He has brought something to read to me, possibly a bit of the unfinished novel "The Pressures of Time," or some new beginning. In subsequent weeks one of his great stories, "The Asian Shore," takes form before my eyes. He'll go away for a day or two, turn up at my flat in late afternoon with new pages.
He removes a slice of toast from the toast rack. Crumbs fall onto the pages. He reads through them as I pour our tea.
Pictures on cave walls, fiction of both low- and highbrow caste, history, opera and musicals -- it's all a way of remembering, which is all we can do, finally. It's what I've been doing since learning of Tom's death. Both difficult people, we moved and grew apart; the braid of our lives unraveled. I thought of him often, read virtually all his books as they came out, fondly knew how important he had been to me.
Here's what else I know: He was a great writer.
Outside the science fiction world, little notice seems to have been taken of Tom's death. Not that he fit at all comfortably in that world either, mind you. He was one of a kind, possessed of a particular, quirkily American genius, forever on the fence between the literary and the pulpish, poetry and fiction, realism and the fantastic, genteel and aggressive, uptown, downtown.

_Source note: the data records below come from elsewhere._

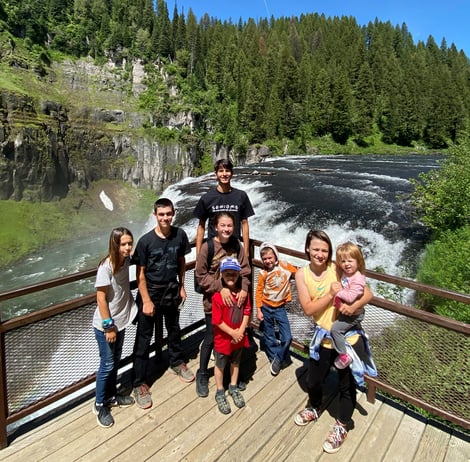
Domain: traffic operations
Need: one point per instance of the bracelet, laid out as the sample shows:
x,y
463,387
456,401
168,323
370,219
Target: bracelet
x,y
107,323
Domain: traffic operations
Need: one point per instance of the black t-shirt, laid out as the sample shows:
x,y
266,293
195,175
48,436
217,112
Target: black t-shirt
x,y
160,256
236,201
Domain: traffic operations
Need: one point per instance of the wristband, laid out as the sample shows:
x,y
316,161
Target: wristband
x,y
107,323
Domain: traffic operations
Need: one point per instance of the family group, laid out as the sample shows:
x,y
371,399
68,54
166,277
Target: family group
x,y
334,294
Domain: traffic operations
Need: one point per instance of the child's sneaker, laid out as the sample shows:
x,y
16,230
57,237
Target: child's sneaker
x,y
236,396
342,361
309,414
143,396
275,366
183,372
120,401
103,415
222,402
202,384
335,439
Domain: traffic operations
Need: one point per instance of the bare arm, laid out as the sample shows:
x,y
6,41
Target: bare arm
x,y
246,236
103,308
317,305
200,235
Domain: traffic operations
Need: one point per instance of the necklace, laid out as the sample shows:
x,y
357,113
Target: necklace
x,y
316,276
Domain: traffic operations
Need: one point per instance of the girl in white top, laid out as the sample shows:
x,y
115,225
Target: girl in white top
x,y
115,311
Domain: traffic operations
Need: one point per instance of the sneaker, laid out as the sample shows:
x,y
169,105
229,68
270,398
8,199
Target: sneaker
x,y
222,403
343,361
236,396
120,401
103,415
242,385
183,372
286,363
275,366
143,396
335,439
306,416
202,384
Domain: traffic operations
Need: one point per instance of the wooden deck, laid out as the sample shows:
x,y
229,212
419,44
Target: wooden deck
x,y
180,426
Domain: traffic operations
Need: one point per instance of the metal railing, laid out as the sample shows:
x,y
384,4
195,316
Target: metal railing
x,y
49,354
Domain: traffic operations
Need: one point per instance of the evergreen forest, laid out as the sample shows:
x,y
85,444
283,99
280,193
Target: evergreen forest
x,y
291,78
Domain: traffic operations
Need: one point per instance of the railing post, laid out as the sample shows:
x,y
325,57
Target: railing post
x,y
3,394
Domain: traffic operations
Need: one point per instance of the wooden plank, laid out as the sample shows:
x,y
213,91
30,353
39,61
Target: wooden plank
x,y
380,432
187,443
458,449
406,440
363,418
58,435
272,414
134,424
182,426
433,445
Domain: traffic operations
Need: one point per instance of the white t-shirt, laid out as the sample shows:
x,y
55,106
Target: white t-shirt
x,y
118,294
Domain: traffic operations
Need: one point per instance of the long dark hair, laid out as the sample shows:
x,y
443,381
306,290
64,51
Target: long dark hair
x,y
113,247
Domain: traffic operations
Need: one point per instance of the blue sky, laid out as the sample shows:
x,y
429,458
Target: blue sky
x,y
439,18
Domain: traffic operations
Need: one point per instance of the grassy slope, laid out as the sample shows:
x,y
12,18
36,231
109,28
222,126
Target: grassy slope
x,y
27,227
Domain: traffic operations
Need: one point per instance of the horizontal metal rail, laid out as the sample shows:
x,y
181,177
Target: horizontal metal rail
x,y
44,315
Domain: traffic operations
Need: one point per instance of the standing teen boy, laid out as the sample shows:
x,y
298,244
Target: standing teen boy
x,y
224,198
160,259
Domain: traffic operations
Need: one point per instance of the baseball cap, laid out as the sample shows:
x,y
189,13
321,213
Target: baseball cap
x,y
229,264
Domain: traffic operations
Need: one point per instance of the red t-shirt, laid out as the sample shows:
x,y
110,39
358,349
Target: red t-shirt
x,y
233,317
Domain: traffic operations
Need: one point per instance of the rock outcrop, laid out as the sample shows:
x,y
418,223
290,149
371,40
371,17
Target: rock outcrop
x,y
45,146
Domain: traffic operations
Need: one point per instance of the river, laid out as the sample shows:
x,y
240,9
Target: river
x,y
360,198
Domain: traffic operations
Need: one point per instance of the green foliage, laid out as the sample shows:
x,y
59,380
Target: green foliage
x,y
442,197
446,264
289,78
415,357
205,165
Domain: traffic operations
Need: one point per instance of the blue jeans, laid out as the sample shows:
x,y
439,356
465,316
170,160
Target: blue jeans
x,y
274,348
110,355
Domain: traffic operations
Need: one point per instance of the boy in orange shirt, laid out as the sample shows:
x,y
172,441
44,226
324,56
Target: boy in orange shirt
x,y
273,291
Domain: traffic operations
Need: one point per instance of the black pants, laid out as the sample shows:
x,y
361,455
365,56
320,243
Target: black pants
x,y
146,325
207,345
317,372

He wrote some of the best short stories ever put to page. A lot of the best short stories ever put to page. And his novels, especially "Camp Concentration," "334" and "On Wings of Song," for their quality and their influence, merit a place among the classics of SF. Add reams of astute criticism, hundreds of poems, marvelous romps like "Black Alice."
Making their way to the inmost chambers of caves, bypassing other interiors that seem to us just as suitable, our ancestors covered walls with their paintings. We've little idea what purposes (social? religious?) the chambers served, all those detailed renderings, those grand animals. But there in privacy a few invented, for us all, the entire vocabulary of our arts: image, narrative, celebration, form. They speak to us still: We were here. This is what we saw. This is how we experienced our world.

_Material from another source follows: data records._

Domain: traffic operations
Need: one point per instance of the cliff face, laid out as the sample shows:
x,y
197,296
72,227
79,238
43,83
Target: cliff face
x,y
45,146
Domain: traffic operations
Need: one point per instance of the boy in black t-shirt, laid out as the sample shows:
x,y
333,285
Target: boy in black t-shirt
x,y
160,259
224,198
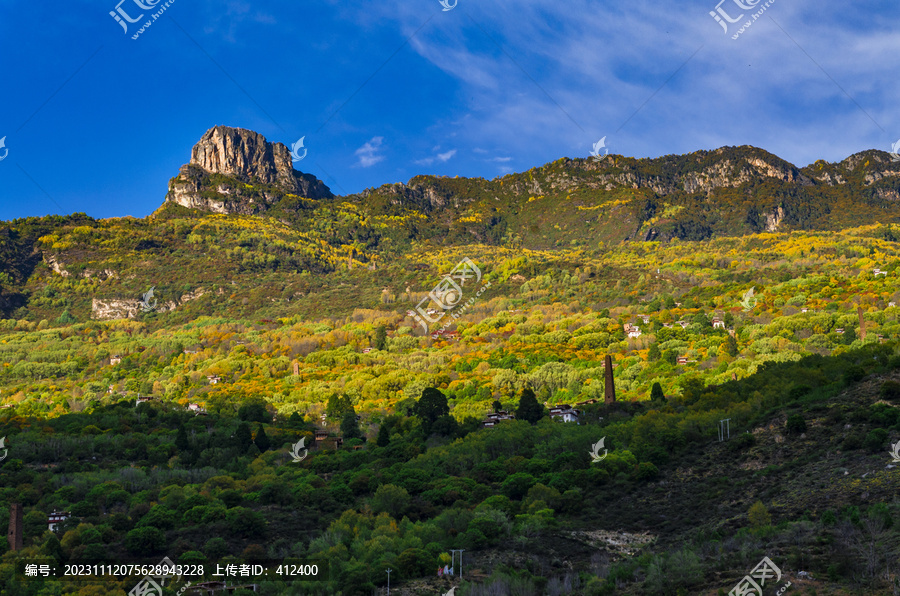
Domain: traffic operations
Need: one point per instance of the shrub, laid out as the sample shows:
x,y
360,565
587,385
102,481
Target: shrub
x,y
890,391
796,424
874,441
759,515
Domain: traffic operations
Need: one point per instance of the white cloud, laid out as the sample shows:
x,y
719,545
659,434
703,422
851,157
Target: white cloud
x,y
368,153
440,157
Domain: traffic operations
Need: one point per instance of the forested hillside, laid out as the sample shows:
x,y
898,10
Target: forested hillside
x,y
165,424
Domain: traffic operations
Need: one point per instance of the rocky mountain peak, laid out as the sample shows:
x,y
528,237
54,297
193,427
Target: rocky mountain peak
x,y
244,154
235,170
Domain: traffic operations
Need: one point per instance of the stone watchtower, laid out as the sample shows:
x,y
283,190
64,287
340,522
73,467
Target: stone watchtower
x,y
14,536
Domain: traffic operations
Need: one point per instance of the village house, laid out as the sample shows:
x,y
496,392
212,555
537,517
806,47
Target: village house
x,y
494,418
143,399
565,412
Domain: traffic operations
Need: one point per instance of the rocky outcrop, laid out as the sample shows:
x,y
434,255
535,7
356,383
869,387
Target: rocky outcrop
x,y
117,308
245,155
234,170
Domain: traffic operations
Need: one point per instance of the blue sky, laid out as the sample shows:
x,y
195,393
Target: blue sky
x,y
98,122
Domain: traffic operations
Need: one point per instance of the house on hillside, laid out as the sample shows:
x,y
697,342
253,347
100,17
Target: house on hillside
x,y
565,412
497,417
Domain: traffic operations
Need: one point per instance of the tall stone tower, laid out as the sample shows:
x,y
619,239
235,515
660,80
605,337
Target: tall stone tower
x,y
14,536
610,386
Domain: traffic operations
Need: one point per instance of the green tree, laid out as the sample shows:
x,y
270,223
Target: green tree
x,y
384,436
254,411
391,499
350,426
431,406
380,337
730,346
529,409
181,440
145,541
262,440
243,438
796,424
338,406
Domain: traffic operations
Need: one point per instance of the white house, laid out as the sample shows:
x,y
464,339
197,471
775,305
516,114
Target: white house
x,y
565,412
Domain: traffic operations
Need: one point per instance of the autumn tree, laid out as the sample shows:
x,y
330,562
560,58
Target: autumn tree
x,y
262,440
350,426
380,341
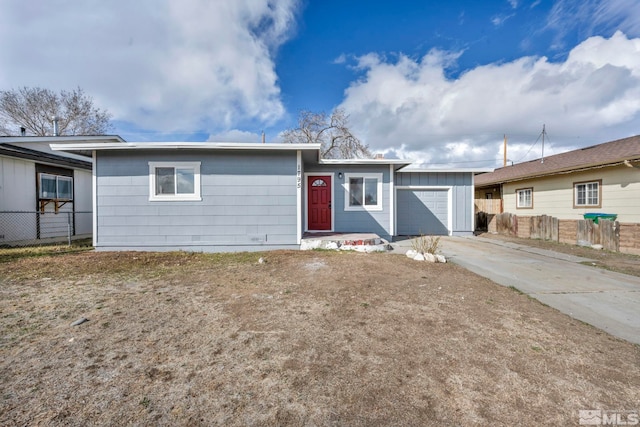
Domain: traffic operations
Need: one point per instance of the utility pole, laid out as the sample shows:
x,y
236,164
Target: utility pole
x,y
504,162
543,132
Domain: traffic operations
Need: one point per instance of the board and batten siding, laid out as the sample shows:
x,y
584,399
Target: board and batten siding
x,y
461,184
248,202
361,221
553,195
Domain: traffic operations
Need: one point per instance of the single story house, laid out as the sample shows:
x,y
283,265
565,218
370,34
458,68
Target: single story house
x,y
41,190
603,178
212,197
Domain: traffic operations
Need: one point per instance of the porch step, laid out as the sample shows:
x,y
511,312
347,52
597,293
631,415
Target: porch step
x,y
361,242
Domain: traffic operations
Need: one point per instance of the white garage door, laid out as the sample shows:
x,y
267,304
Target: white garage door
x,y
422,212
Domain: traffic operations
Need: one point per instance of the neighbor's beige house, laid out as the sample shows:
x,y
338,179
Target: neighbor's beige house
x,y
604,178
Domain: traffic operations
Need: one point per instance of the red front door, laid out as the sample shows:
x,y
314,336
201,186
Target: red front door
x,y
319,210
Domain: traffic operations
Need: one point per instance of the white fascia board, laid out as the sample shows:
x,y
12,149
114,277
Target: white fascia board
x,y
66,139
184,146
364,162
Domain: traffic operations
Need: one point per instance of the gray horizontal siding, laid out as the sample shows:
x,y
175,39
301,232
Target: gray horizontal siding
x,y
248,201
462,194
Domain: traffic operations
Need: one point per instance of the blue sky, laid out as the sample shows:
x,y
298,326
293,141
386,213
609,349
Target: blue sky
x,y
431,81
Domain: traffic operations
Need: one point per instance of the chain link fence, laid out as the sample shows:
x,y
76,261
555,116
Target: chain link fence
x,y
34,228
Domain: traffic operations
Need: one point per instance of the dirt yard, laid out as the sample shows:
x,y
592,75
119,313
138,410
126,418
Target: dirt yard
x,y
305,338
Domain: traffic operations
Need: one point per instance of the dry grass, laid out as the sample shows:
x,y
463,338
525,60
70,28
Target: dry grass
x,y
307,338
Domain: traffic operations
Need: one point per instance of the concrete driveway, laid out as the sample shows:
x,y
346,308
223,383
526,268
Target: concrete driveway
x,y
607,300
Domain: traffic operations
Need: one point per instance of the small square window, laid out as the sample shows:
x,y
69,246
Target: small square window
x,y
56,187
524,198
174,181
363,191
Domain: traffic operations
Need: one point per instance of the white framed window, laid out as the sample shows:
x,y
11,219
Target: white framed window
x,y
363,192
174,181
524,198
586,194
56,187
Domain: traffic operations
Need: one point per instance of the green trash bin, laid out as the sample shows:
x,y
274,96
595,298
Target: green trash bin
x,y
596,216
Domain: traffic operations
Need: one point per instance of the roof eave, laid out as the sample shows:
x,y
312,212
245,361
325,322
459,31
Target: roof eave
x,y
181,146
559,171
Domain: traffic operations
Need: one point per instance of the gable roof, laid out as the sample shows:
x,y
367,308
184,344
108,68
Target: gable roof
x,y
42,157
597,156
310,152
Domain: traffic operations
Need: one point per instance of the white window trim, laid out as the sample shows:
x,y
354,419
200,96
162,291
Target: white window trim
x,y
345,185
520,206
56,178
586,194
153,197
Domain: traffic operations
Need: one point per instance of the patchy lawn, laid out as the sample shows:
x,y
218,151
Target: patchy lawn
x,y
306,338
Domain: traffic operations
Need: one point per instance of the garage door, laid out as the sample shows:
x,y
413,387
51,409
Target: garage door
x,y
422,212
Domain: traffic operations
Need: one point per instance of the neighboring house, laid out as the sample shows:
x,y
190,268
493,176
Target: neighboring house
x,y
604,178
40,188
239,196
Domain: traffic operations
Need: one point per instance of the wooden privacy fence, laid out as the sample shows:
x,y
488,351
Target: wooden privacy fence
x,y
488,206
584,232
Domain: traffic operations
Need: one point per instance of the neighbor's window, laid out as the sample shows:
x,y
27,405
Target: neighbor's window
x,y
363,191
174,181
56,187
586,194
524,198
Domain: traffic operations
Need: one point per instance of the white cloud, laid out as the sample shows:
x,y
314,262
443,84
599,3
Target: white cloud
x,y
413,105
590,17
163,64
498,20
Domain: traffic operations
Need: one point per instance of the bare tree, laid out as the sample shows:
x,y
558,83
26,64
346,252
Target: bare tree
x,y
331,132
34,109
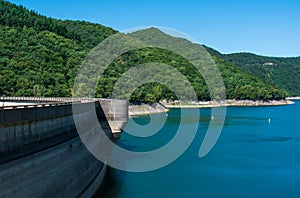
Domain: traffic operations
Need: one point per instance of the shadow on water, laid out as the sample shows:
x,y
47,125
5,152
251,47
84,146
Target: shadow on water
x,y
111,181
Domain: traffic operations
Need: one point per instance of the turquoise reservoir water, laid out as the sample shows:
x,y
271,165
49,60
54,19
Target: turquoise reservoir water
x,y
252,158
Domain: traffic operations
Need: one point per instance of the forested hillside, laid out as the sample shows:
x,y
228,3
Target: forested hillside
x,y
40,56
282,72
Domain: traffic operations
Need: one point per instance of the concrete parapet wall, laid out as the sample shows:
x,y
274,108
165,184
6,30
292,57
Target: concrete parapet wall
x,y
41,153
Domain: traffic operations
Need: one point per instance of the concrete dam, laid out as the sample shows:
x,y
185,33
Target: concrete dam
x,y
41,153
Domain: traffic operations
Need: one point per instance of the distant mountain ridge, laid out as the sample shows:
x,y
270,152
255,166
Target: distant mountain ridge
x,y
280,71
40,56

So it is with each individual writer or artist today.
Style is not about word choice, cadence, sentence structure, point of view, momentum; finally, it's not even about writing well.
Style is, finally, the direct reflection of how the writer connects with his or her world, the way in which he or she lets us see our world anew, new perspectives, new visions, new glimmers of comprehension here in darkness.
Tom has left the cave.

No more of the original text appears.